A random variable following a binomial distribution over [tex]n[/tex] trials with success probability [tex]p[/tex] has PMF
[tex]f_X(x)=\dbinom nxp^x(1-p)^{n-x}[/tex]
Because it's a proper probability distribution, you know that the sum of all the probabilities over the distribution's support must be 1, i.e.
[tex]\displaystyle\sum_xf_X(x)=\sum_{x=0}^n\binom nxp^x(1-p)^{n-x}=1[/tex]
The mean is given by the expected value of the distribution,
[tex]\mathbb E(X)=\displaystyle\sum_xf_X(x)=\sum_{x=0}^nx\binom nxp^x(1-p)^{n-x}[/tex]
[tex]\mathbb E(X)=\displaystyle\sum_{x=1}^nx\frac{n!}{x!(n-x)!}p^x(1-p)^{n-x}[/tex]
[tex]\mathbb E(X)=\displaystyle\sum_{x=1}^n\frac{n!}{(x-1)!(n-x)!}p^x(1-p)^{n-x}[/tex]
[tex]\mathbb E(X)=\displaystyle np\sum_{x=1}^n\frac{(n-1)!}{(x-1)!((n-1)-(x-1))!}p^{x-1}(1-p)^{(n-1)-(x-1)}[/tex]

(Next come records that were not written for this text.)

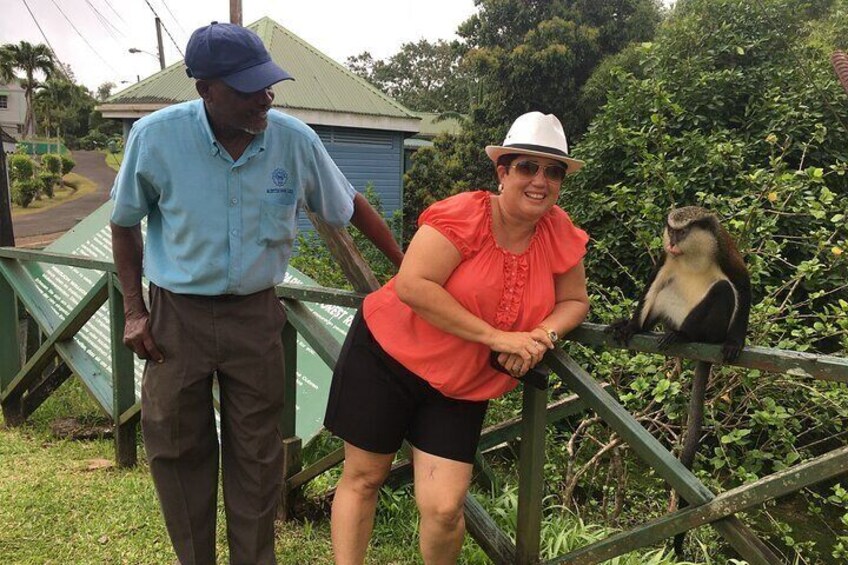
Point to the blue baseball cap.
(233, 54)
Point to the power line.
(174, 17)
(47, 41)
(105, 23)
(90, 46)
(165, 28)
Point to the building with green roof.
(363, 129)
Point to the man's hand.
(137, 337)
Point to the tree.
(527, 55)
(104, 91)
(31, 60)
(65, 109)
(424, 76)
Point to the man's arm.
(369, 222)
(128, 251)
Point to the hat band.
(539, 148)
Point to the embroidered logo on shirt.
(280, 177)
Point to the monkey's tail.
(694, 427)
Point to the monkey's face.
(529, 195)
(690, 239)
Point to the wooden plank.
(77, 318)
(133, 414)
(123, 379)
(825, 367)
(344, 251)
(651, 450)
(288, 423)
(322, 465)
(29, 295)
(531, 476)
(10, 347)
(509, 430)
(320, 295)
(292, 463)
(793, 479)
(98, 383)
(42, 390)
(313, 332)
(57, 259)
(487, 534)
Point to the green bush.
(21, 167)
(68, 164)
(24, 191)
(52, 164)
(94, 140)
(48, 181)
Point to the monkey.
(701, 292)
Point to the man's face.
(230, 109)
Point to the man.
(220, 180)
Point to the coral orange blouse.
(510, 292)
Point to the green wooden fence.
(35, 364)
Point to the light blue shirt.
(215, 226)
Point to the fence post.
(531, 479)
(123, 381)
(10, 348)
(292, 460)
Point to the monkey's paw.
(621, 331)
(731, 350)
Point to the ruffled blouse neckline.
(490, 225)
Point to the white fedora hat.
(535, 133)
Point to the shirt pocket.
(277, 223)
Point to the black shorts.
(375, 403)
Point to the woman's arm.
(572, 301)
(429, 261)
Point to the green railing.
(30, 369)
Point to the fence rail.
(30, 369)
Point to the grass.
(114, 160)
(63, 502)
(75, 187)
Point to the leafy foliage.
(524, 56)
(31, 60)
(424, 76)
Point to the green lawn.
(62, 501)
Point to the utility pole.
(159, 42)
(7, 234)
(235, 12)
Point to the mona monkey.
(701, 292)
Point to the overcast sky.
(93, 36)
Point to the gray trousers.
(236, 338)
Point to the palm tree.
(30, 59)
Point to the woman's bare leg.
(355, 503)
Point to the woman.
(484, 273)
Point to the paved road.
(61, 218)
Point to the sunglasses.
(528, 170)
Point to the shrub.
(21, 167)
(94, 140)
(24, 191)
(52, 163)
(48, 181)
(68, 164)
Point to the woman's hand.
(521, 351)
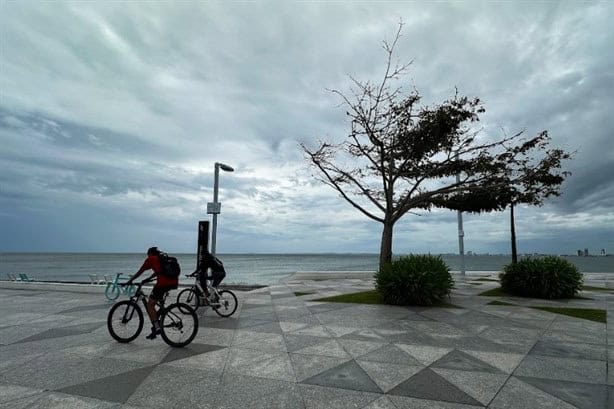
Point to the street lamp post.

[tex]\mathbb E(X)=\displaystyle np\sum_{x=0}^n\frac{(n-1)!}{x!((n-1)-x)!}p^x(1-p)^{(n-1)-x}[/tex]
[tex]\mathbb E(X)=\displaystyle np\sum_{x=0}^n\binom{n-1}xp^x(1-p)^{(n-1)-x}[/tex]

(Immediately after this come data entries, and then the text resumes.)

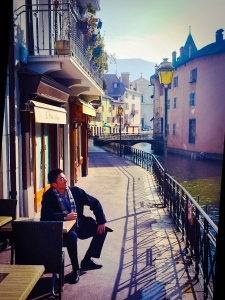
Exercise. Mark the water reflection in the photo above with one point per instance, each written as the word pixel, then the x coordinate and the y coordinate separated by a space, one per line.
pixel 201 178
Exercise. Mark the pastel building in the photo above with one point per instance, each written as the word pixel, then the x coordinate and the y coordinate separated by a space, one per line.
pixel 196 100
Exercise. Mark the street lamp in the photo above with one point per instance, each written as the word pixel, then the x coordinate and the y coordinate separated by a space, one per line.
pixel 120 112
pixel 165 72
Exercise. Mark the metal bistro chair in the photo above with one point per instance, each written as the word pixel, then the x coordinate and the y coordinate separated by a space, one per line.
pixel 7 208
pixel 40 243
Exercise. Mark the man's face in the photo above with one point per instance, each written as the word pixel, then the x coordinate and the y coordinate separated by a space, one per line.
pixel 61 182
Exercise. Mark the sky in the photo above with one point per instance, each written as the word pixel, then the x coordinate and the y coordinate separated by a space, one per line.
pixel 152 29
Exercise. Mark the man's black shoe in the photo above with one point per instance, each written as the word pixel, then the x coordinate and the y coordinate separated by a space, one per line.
pixel 75 276
pixel 90 264
pixel 108 229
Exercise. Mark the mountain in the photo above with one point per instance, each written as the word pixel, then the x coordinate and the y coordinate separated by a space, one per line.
pixel 135 66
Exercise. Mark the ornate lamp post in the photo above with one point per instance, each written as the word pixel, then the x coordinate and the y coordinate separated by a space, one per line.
pixel 120 113
pixel 165 72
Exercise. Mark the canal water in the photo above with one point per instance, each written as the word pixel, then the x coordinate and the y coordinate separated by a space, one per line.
pixel 201 178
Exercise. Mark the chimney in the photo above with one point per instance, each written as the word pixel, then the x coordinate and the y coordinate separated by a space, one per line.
pixel 174 57
pixel 182 53
pixel 219 37
pixel 136 87
pixel 125 78
pixel 191 47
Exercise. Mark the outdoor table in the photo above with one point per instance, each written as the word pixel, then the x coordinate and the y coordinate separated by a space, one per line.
pixel 4 220
pixel 17 281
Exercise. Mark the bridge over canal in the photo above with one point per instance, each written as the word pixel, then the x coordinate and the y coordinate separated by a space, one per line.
pixel 131 139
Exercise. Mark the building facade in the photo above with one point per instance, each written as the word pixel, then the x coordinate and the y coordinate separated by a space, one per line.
pixel 142 85
pixel 50 85
pixel 196 102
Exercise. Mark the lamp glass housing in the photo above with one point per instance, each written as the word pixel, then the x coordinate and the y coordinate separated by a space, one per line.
pixel 75 124
pixel 165 77
pixel 120 110
pixel 165 72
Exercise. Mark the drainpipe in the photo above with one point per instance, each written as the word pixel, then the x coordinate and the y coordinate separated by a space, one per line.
pixel 12 147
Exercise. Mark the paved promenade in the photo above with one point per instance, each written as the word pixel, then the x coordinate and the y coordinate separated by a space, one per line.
pixel 143 257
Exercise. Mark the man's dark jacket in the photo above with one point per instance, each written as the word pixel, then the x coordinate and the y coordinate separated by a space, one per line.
pixel 50 210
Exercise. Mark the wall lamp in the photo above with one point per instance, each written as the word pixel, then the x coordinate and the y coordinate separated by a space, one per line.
pixel 75 124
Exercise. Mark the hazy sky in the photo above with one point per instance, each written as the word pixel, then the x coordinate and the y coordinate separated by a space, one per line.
pixel 153 29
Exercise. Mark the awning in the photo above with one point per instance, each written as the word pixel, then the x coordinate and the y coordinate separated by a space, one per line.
pixel 45 113
pixel 106 125
pixel 87 108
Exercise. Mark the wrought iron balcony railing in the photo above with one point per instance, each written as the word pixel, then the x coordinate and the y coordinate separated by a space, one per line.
pixel 47 23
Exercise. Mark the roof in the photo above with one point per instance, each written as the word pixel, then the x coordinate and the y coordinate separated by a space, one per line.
pixel 213 48
pixel 113 91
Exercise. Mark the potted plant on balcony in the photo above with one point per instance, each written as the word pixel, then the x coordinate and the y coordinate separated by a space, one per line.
pixel 62 45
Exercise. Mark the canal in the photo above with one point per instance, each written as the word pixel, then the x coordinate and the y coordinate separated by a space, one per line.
pixel 201 178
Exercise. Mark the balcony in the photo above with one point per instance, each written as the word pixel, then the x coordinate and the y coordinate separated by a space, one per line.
pixel 134 112
pixel 48 25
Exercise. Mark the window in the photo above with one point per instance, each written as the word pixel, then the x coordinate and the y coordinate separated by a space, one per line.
pixel 192 99
pixel 193 75
pixel 168 104
pixel 168 129
pixel 175 81
pixel 175 102
pixel 174 129
pixel 192 131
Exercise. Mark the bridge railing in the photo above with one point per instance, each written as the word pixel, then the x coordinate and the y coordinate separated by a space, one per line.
pixel 199 232
pixel 125 136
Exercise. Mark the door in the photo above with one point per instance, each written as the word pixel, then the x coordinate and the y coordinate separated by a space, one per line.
pixel 42 148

[tex]\mathbb E(X)=\displaystyle np\sum_{x=0}^{n-1}\binom{n-1}xp^x(1-p)^{(n-1)-x}[/tex]
The remaining sum has a summand which is the PMF of yet another binomial distribution with [tex]n-1[/tex] trials and the same success probability, so the sum is 1 and you're left with
[tex]\mathbb E(x)=np=126\times0.27=34.02[/tex]

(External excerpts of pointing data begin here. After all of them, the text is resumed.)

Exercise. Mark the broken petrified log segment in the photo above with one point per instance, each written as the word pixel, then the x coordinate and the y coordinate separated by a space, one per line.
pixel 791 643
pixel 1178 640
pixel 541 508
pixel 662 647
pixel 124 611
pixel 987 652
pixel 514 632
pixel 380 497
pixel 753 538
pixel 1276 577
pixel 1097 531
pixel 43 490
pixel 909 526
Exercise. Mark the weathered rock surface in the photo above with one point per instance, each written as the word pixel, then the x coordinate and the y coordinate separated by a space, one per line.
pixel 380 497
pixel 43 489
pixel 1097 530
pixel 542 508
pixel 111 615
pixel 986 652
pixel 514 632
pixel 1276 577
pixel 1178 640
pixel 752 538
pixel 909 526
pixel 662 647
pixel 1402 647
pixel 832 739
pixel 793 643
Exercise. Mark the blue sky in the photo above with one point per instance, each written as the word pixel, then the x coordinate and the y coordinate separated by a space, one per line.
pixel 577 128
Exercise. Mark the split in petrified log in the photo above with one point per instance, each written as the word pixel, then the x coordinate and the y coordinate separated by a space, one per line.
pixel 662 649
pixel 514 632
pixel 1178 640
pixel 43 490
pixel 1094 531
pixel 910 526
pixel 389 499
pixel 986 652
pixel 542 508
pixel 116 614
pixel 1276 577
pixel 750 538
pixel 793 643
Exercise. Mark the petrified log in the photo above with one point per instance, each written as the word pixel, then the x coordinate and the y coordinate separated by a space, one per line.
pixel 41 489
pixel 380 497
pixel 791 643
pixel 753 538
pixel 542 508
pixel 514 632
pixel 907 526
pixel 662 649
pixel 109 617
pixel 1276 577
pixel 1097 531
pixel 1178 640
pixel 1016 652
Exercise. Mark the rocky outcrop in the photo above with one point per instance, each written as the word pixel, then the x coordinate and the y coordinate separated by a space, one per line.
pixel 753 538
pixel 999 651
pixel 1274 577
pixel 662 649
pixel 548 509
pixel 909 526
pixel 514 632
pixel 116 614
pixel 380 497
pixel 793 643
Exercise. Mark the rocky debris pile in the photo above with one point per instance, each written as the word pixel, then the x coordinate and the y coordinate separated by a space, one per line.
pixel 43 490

You can similarly derive the variance by computing [tex]\mathbb V(X)=\mathbb E(X^2)-\mathbb E(X)^2[/tex], but I'll leave that as an exercise for you. You would find that [tex]\mathbb V(X)=np(1-p)[/tex], so the variance here would be
[tex]\mathbb V(X)=125\times0.27\times0.73=24.8346[/tex]
The standard deviation is just the square root of the variance, which is
[tex]\sqrt{\mathbb V(X)}=\sqrt{24.3846}\approx4.9834[/tex]